Archive

Posts Tagged ‘Automation’
October 4th, 2010 at 10:45 pm
What the Economy Needs: Horse-Drawn Carriages, Candlelight, and Manual Bank Withdrawals
Posted by Print

The Los Angeles Times — that bastion of journalistic daring do — has discovered that recessions cause job losses. Don’t laugh — they will probably submit this to the Pulitzer people.

What really steams the Times’ clams, however, is that manual labor is being replaced by mechanical automation. Writing in this morning’s edition of the paper, reporter Alana Semuels notes:

Forced to cut costs during the recession, employers across the country are looking at ways to avoid hiring. They’ve accelerated use of computers and technology, replacing administrative assistants with software, cashiers with self-service kiosks and laborers with machines.

These structural changes mean some jobs that disappeared during the recession may never come back. Productivity gains are good for company profits and help the economy grow over the long run. But in the short term, the shift is exacerbating America’s jobless recovery.

Kudos to Semuels for at least noting the importance of productivity gains, but there’s a still something of a misdirect here. It’s probably an overstatement to say that employers “are looking at ways to avoid hiring” (my money is on the fact that most employers would love to be in a financial position to consider new employees). While there are many instances where shifting to automation is inherently superior to relying on labor, the scales are tilted by government intervention. Consider this passage from elsewhere in the article:

“Labor is so expensive,” said [farmer Mike] Young, whose great-grandfather started farming row crops in Kern County in 1910. “There’s their wages, truck, insurance, workers’ comp and the safety regulations. We went to a high-value crop that needed less labor input.”

Notice a trend? With the single exemption of trucks (and even that’s debatable given California’s automotive taxes), these are all factors created or exacerbated by government. California has one of the highest minimum wages in the nation, a heavily regulated insurance sector, and excessive workers’ comp and safety regulations. Technology may have an inherent economic appeal, but the challenge it presents to labor is only compounded by state government’s attempts to “help” the working man.

Apart from government distortions of the market, however, there is a bigger point to be made here.
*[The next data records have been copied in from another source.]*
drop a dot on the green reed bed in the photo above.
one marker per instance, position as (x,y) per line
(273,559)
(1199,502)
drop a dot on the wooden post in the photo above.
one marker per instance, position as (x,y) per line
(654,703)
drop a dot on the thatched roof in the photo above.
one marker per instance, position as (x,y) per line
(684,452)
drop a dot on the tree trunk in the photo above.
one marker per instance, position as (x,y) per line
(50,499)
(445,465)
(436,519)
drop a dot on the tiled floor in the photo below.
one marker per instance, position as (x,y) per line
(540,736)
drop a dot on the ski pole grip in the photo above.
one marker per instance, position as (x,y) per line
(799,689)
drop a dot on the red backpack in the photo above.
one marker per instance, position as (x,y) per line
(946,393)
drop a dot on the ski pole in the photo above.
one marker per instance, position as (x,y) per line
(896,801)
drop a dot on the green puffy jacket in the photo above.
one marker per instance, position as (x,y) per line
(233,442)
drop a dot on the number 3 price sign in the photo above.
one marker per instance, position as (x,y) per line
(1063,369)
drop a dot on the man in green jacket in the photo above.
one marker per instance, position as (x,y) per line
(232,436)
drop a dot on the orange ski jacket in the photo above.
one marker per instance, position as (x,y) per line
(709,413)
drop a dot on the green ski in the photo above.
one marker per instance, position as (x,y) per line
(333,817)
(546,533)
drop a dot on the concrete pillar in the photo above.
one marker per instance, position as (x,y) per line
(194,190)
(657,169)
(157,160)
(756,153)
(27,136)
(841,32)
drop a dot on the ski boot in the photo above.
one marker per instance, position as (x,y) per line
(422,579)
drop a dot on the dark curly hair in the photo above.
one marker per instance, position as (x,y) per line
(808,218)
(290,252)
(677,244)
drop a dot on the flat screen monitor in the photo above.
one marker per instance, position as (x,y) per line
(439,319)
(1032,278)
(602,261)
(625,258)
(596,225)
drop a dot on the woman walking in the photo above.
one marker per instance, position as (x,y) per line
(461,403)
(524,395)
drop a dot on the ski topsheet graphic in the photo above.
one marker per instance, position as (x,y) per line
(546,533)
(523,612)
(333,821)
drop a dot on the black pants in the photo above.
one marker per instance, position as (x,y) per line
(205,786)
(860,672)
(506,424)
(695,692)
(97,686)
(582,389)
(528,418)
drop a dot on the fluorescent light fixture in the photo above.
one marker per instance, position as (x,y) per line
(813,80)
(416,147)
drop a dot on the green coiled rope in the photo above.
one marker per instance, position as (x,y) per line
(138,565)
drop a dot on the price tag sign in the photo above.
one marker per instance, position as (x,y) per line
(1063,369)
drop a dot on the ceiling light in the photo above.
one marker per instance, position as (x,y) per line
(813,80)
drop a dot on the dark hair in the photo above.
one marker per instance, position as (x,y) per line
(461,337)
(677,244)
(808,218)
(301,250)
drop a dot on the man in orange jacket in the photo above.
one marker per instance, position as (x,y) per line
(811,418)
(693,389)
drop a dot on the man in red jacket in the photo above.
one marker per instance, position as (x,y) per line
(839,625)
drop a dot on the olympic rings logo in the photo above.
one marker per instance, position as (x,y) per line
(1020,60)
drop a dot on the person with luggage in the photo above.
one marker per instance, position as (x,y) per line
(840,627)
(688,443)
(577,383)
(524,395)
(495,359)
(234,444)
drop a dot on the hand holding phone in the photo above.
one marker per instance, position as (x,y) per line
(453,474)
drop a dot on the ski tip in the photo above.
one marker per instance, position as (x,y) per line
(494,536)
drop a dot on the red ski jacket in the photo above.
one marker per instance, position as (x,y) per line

Technology’s displacements of the labor force may be jarring, but they lead to a stronger economy (the capital savings can be directed towards more productive investments) and an infinitely better life for all Americans. After all, we could have attempted to protect the horse-drawn carriage industry by suppressing the development of the automobile, subsidized makers of candlesticks and gas lamps by impeding the development of the light bulb, and employed many more bank tellers by standing athwart the ATM. But we’d live in a society that had made decisively less progress from 100 years ago than the one we currently inhabit.

This principle was captured brilliantly by the French political economist Frederic Bastiat in a satirical letter that he wrote to the French Parliament under the aegis of seeking “protection” for his nation’s candlestick makers:

We are suffering from the ruinous competition of a rival who apparently works under conditions so far superior to our own for the production of light that he is flooding the domestic market with it at an incredibly low price; for the moment he appears, our sales cease, all the consumers turn to him, and a branch of French industry whose ramifications are innumerable is all at once reduced to complete stagnation. This rival, which is none other than the sun, is waging war on us so mercilessly we suspect he is being stirred up against us by perfidious Albion (excellent diplomacy nowadays!), particularly because he has for that haughty island a respect that he does not show for us.

When you’re 150 years behind the French on economics, you know you’re in trouble. Or that you work for the Los Angeles Times.